Insights and Anecdotes from an American Sports Legend, Bud Selig

Do Milwaukeeans – or at least enough Milwaukeeans  – appreciate what an amazing figure Bud Selig is? Not only in terms of changing baseball, but in terms of changing things that are now big parts of the fabric of American culture?

As Selig often says, baseball is a social institution. It’s a key part of American culture. The game is not called the national pastime without good reason.

Major league baseball today is a far different game than it was, say, 40 years ago. And Selig, who grew up on the west side of Milwaukee and took a hard-to-imagine route to become the commissioner of baseball from 1992 to 2015, has been at the center of just about every change.

Wild card teams in the playoffs? Interleague play? Revenue sharing that has allowed almost every team to be at least sort of competitive? Cancelling the 1994 World Series, but relative labor peace for 25 years since then? A long battle over steroids and drug testing that led baseball to have particularly demanding standards for oversight of drug use? Huge TV contracts that drove overall revenue from $1 billion to $11 billion a year?

Not to mention bringing a professional baseball team back to Milwaukee a half century ago and the building (amid enormous controversy) of Miller Park?

The action on all of those rotates around Selig. It includes a cast of some of America’s greatest athletes, richest business people and more powerful figures, including several presidents of the United States, but in every situation, you’ll find Selig deeply involved.

What a story – and Selig is, himself, a good story teller.

All of this brought him to Eckstein Hall on Thursday, Aug. 29, 2019, for the opening event of this school year’s series of “On the Issues with Mike Gousha” programs.

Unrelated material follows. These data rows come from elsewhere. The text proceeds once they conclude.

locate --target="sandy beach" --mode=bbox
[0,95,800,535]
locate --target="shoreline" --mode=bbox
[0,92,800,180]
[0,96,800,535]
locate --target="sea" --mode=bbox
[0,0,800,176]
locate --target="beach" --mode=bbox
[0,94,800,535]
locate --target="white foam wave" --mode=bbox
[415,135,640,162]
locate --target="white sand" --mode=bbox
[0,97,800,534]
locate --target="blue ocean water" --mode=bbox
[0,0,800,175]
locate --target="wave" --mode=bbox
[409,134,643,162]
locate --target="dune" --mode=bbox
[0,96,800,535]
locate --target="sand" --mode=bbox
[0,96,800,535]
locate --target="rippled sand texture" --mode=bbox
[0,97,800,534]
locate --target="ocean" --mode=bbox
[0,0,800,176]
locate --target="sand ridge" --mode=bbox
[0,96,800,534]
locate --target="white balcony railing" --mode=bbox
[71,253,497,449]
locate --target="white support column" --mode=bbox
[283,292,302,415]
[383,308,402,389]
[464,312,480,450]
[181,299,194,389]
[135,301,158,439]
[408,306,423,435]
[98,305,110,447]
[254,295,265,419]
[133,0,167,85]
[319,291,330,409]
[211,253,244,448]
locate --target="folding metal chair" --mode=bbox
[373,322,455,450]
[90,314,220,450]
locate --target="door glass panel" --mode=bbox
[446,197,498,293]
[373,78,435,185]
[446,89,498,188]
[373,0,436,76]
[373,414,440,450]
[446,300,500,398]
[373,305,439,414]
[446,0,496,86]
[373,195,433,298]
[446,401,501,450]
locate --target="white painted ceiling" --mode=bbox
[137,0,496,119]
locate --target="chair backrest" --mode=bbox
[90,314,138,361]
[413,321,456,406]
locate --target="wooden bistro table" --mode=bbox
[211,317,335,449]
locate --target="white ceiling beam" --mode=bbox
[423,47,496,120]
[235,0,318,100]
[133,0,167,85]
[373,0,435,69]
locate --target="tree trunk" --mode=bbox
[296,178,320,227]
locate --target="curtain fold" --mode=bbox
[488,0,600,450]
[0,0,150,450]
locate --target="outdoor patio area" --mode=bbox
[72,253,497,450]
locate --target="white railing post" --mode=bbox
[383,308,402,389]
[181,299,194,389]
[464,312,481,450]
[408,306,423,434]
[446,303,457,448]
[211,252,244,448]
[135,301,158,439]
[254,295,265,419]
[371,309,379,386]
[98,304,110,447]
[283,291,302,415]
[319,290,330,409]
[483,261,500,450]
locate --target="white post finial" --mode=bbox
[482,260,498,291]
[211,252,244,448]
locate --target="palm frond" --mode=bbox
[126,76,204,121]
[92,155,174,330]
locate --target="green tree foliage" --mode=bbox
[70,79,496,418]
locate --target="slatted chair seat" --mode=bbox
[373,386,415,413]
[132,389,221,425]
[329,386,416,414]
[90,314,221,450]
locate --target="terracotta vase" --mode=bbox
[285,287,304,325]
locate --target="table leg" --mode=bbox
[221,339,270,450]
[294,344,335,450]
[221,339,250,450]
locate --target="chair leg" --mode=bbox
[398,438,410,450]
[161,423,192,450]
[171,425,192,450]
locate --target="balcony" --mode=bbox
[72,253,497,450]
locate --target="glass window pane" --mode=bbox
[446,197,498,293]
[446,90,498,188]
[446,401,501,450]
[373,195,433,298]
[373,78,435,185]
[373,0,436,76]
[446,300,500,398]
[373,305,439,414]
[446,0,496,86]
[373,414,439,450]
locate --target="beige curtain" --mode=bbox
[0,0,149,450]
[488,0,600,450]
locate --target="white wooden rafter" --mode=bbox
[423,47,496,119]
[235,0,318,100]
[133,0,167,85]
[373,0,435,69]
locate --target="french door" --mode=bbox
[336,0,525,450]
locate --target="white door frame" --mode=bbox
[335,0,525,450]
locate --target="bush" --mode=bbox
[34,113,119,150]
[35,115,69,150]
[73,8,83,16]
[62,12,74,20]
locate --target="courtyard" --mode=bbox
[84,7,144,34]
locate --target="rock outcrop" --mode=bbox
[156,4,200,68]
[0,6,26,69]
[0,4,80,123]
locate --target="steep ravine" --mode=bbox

Selig’s appearance was in conjunction with the release of his book of memoirs, For the Good of the Game: The Inside Story of the Surprising and Dramatic Transformation of Major League Baseball, written with sports writer Phil Rogers. (Selig, by the way, also visits Eckstein Hall several times a year to speak to students in Marquette Law School’s sports law program.)

For the purpose of this blog item, we’ll limit things to three thoughts from Selig:

One, the role of a CEO: “I knew my job — and I think the job of any CEO — is to get people to do things and to cooperate and to do what is in the best interest of the institution.” Sounds simple enough, but to do that, Selig for years spent hours and hours pretty much every day on the phone with the owners of major league teams, in large part to bring them together (or wear down their resistance) to support changes they often didn’t initially favor.

Two, what he considers his proudest accomplishment: Revenue sharing, which has allowed small market teams (such as the Milwaukee Brewers) to have payrolls that stay within sight of the big market teams (such as the New York Yankees), allowing a reasonable degree of competitive balance. Big market owners resisted for years but it finally came to pass.

Three, the steroid controversies: Baseball was tainted in big ways during the time Selig was commissioner by the use of steroids and the long time it took to bring in effective controls. Selig argues passionately that he and team owners wanted to require steroid testing but the players union resisted for years. He says baseball now has the most rigorous system of testing and responding to use of performance enhancing drugs of any major sport. But beliefs among some that the owners didn’t do enough persist, which galls Selig. “I really wrote the book because the steroid thing is seemly so misunderstood and I hope it isn’t after this – at least my side of it isn’t.”

Listen yourself to the one-hour program by clicking here. Or, of course, you might buy the book. Selig has richly earned the description of being a legendary Milwaukee and a legendary American sports figure.